When discussing regression we found that these have closed solutions. I.e. solutions that can be solved directly. For many other algorithms there is no closed solution available.

In these cases we need to use an *optimisation algorithm*. The goals of these algorithms is to
iteratively step towards the correct result.

### Gradient descent

Given a cost function, the gradient decent algorithm calculates the gradient of the last step and move in the direction of that gradient.

*Important: Step size, stopping.*

???

Once the gradient approaches zero, then we stop. The step size is an important parameter. Too low, it will take too long. Too high and it will overshoot the minima.

### Issues with gradient descent

The gradient of linear regression produces a single, closed solution.

But generally, most data science algorithms have many minima (e.g. a quadratic has two solutions).

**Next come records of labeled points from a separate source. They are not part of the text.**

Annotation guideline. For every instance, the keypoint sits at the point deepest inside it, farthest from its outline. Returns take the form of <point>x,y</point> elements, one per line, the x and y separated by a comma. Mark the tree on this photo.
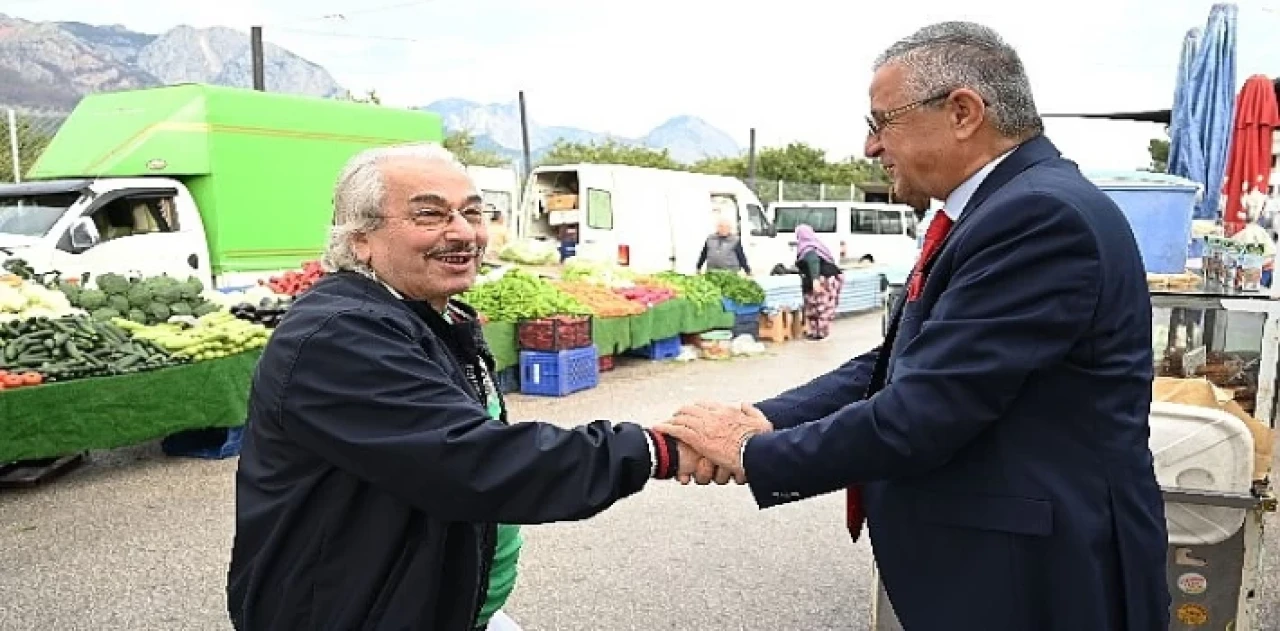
<point>609,151</point>
<point>732,167</point>
<point>1159,150</point>
<point>464,146</point>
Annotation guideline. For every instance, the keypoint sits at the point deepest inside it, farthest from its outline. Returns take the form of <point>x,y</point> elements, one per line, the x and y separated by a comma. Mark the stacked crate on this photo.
<point>557,356</point>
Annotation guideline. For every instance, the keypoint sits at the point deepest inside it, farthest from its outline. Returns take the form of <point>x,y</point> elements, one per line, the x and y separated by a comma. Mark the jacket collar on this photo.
<point>1031,152</point>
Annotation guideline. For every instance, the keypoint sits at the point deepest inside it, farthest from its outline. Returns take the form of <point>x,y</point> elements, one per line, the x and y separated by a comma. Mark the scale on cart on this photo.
<point>1216,492</point>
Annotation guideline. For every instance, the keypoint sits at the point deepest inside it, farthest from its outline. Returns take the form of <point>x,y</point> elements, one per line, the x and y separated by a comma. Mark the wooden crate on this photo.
<point>775,327</point>
<point>795,321</point>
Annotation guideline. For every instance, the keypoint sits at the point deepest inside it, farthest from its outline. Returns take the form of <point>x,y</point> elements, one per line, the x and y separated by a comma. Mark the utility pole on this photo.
<point>255,35</point>
<point>524,132</point>
<point>13,146</point>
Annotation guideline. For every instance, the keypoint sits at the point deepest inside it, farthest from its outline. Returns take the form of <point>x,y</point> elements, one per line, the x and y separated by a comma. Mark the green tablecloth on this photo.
<point>668,318</point>
<point>611,335</point>
<point>69,417</point>
<point>641,329</point>
<point>615,335</point>
<point>501,338</point>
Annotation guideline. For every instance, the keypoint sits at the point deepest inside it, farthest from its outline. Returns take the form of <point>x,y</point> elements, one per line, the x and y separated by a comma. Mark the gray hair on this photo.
<point>359,196</point>
<point>952,55</point>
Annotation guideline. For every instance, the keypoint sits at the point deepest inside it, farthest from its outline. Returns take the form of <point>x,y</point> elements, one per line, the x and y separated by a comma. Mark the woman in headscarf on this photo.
<point>821,279</point>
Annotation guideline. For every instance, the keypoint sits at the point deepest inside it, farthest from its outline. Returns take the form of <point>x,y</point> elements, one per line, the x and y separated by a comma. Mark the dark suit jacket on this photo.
<point>1009,483</point>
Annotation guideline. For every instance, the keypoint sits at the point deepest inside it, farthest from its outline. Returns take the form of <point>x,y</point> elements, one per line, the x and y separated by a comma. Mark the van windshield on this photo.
<point>33,215</point>
<point>821,219</point>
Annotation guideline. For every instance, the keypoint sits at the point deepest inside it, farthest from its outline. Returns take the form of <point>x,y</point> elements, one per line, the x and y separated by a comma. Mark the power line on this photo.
<point>353,36</point>
<point>343,15</point>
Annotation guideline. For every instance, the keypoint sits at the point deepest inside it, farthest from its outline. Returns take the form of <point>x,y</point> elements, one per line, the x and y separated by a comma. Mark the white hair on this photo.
<point>952,55</point>
<point>359,197</point>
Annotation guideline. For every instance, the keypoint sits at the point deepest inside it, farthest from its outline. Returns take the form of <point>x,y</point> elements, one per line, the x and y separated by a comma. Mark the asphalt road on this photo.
<point>135,540</point>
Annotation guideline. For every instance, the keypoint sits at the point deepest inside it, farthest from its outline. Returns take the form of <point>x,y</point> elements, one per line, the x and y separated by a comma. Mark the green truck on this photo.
<point>225,184</point>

### Implementation of gradient descent

- Calculate the partial derivative of the cost function
- Iteratively update the values of the weights to traverse down the slope

???

We need to calculate the gradient of the cost function. I.e. we need to calculate the difference between a step of a single parameter. This is known as the partial derivative:

$$ \frac{\partial}{\partial \mathbf{w}_j} MSE(\mathbf{w}) = \frac{2}{m} \sum_{i=1}^{m} \left(\mathbf{w}^T \cdot \mathbf{x}^{(i)} - \mathbf{y}^{(i)} \right) \mathbf{x}^{(i)}_j $$

Instead of calculating the derivatives for the parameters individually, we can compute them in one fell swoop with the gradient vector:

$$ \nabla_{\mathbf{w}} MSE(\mathbf{w}) = \frac{2}{m}\mathbf{x}^T \cdot (\mathbf{x} \cdot \mathbf{w} - \mathbf{y}) $$

Note how this uses *every* element in the dataset.

Implementation:

???

```
eta = 0.1 # learning rate
n_iterations = 1000 # number of iterations
m=100 # number of observations
w = np.random.randn(2,1) # random initialization of parameters
for iteration in range(n_iterations):
gradients = 2/m * X_b.T.dot(X_b.dot(w) - y)
w = w - eta * gradients
```

### Stochastic Gradient Descent

Standard gradient descent:

- Uses all data for each update (RAM limited)
- Gets stuck on plateaus and in local minima

Stochastic gradient descent is a fancy name for:

- Updating the weights in smaller batches (minibatches), often one observation at a time

*Need to randomise data*

???

So there are several issues with standard gradient descent:

- Uses all the data at once, probably won’t fit in RAM
- Gets stuck in local minima and plateaus

One thing we can do is run through the data in a loop, rather than running it as one big matrix
equation. Or subsets of the data to gain some of the optimisations made by matrix math libraries
(this is called *minibatch gradient descent*).

But the result would be that we would be fitting to an ordered version of the data. So each time we need to either randomise the data, or simply pick a observation at random.

Despite this, it is actually remarkably useful, because the “jitter” causes it to jump out of local minima and plateaus. But this means it never really settles at a minima. We can control this by reducing the learning rate as we go.

```
Foreach iteration
Foreach observation
pick a random index
calculate gradient for single observation
reduce the step size slightly
update w
```

Implementation

```
n_iterations = 10
m=100 # number of observations
t0, t1 = 5, 50 # learning schedule hyperparameters
def learning_schedule(t):
return t0/(t+t1)
w = np.random.randn(2,1) # random initialization
for iteration in range(n_iterations):
for i in range(m):
random_index = np.random.randint(m)
xi = X_b[random_index:random_index+1]
yi = y[random_index:random_index+1]
gradients = 2 * xi.T.dot(xi.dot(w) - yi)
eta = learning_schedule(epoch * m + i)
w = w - eta * gradients
```

This type of learning schedule is known as *simulated annealing* (from metalurgy, where annealing is
the process of metal slowly cooling).